Fortunately, Fleisher’s brilliance was also matched by his resourcefulness. As well as mastering the left-handed repertoire as a performer, he built additional stellar careers as a conductor and teacher, the latter at institutions such as Curtis, Tanglewood (where I once had the honor of meeting him) and his home base, Baltimore’s Peabody Institute. After many years of searching for diagnostic answers (both physical and psychological- a frustrating series of negative tests and “rule-outs”) fortuitously, a new entity- focal dystonia would come to be recognized and defined as a true occupational hazard of musicians and others with highly repetitive and coordinated tasks. Fleisher credits the deep-massage technique of Rolfing with a lot of his subsequent recovery, but additionally and ironically, right in his Baltimore “backyard”, the Johns Hopkins neurologist (and amateur musician) Daniel Drachman, MD was beginning to treat similar clinical states by injecting Botulinum toxin; Fleisher found this helpful as well. He started to make forays performing the traditional piano repertoire. He released the poignantly titled album “Two Hands” (Vanguard/Sony 2004) to much acclaim; this was followed by “Four Hands” (Sony 2015), which were piano duets with his wife, Katherine Jacobson. In the chapter titled “Renaissance Man”, the book culminates with Fleisher’s induction as a Kennedy Center honoree in 2007 along with Steve Martin, Brian Wilson, Martin Scorsese and Diana Ross.
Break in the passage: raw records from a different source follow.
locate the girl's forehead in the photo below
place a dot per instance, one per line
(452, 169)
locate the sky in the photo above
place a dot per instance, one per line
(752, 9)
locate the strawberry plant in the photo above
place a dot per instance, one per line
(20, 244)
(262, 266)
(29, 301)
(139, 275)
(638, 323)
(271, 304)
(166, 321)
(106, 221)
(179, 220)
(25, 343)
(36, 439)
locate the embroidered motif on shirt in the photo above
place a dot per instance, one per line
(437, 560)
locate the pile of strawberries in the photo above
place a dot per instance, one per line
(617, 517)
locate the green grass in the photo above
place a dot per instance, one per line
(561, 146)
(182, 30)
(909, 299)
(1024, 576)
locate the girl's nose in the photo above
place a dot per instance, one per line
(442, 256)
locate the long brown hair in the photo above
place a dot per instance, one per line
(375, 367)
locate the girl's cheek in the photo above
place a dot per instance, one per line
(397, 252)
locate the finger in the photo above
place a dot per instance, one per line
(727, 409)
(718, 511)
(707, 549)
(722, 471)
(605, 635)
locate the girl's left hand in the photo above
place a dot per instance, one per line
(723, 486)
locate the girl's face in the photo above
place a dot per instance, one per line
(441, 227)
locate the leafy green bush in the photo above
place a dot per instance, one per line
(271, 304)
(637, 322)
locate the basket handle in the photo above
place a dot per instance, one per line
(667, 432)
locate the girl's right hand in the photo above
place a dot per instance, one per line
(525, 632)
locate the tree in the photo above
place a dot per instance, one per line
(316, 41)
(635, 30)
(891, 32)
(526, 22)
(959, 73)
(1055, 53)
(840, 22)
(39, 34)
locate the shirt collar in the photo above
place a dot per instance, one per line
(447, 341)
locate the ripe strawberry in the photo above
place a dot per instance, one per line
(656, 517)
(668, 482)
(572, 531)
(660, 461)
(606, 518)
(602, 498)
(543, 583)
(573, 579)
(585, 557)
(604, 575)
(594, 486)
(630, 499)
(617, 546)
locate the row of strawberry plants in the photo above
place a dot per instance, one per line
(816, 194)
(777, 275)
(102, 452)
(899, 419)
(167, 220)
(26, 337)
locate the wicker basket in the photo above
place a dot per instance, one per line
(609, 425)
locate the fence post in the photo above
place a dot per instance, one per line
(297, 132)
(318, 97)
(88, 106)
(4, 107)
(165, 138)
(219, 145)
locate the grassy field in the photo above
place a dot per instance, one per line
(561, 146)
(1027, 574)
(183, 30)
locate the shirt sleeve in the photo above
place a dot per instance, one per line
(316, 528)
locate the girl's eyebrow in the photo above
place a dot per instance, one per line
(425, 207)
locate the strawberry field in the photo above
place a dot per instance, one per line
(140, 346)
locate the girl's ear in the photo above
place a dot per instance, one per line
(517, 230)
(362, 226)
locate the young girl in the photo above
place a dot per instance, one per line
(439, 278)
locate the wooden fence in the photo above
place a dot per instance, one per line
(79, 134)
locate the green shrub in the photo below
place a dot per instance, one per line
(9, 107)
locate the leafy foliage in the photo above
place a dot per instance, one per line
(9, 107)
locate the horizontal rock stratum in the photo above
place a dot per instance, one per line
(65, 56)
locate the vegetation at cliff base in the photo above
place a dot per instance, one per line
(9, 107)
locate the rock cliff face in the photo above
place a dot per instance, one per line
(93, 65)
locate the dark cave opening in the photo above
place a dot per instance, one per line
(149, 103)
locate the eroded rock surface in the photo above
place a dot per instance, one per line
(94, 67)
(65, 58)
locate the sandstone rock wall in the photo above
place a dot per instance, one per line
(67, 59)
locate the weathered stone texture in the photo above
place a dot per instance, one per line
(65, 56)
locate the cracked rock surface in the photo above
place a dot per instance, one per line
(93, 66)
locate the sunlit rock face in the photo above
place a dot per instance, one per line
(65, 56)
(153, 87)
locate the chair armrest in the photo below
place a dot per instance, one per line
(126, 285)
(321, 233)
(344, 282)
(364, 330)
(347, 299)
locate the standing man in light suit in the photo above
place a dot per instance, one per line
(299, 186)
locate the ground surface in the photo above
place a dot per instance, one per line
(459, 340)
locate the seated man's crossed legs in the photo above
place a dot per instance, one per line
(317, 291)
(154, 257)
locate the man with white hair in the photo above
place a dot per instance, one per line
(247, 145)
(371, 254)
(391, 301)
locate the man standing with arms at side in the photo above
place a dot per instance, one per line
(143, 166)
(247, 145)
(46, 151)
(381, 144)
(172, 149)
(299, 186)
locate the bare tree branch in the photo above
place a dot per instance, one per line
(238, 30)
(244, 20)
Performing artists of the past century or so have been blessed with audio and visual technology that preserve their talents for posterity. YouTube, Spotify and other musical sources now grant us instant access without the need to even buy hard physical media. As practitioners in peripheral nerve, some of us will be called upon to guide and treat some of these gifted people. As surgeons in particular we also spend hours on end in procedures- the only music being that of our teams’ conversation or an array of beeping monitors. I for one, have always listened to music in the OR. It’s an opportunity for soothing white noise but also education, without losing focus on the patient, of course. Listen, if you would, to Fleisher’s landmark recordings of the two Brahms piano concertos as well as the five piano concertos of Beethoven with the luminous Cleveland Orchestra under George Szell. These were recorded in the late 1950’s at the height of their respective powers. Then listen to the later, post-recovery discs noted above. I dare you not to be moved by the genius, bravery and resilience of this man.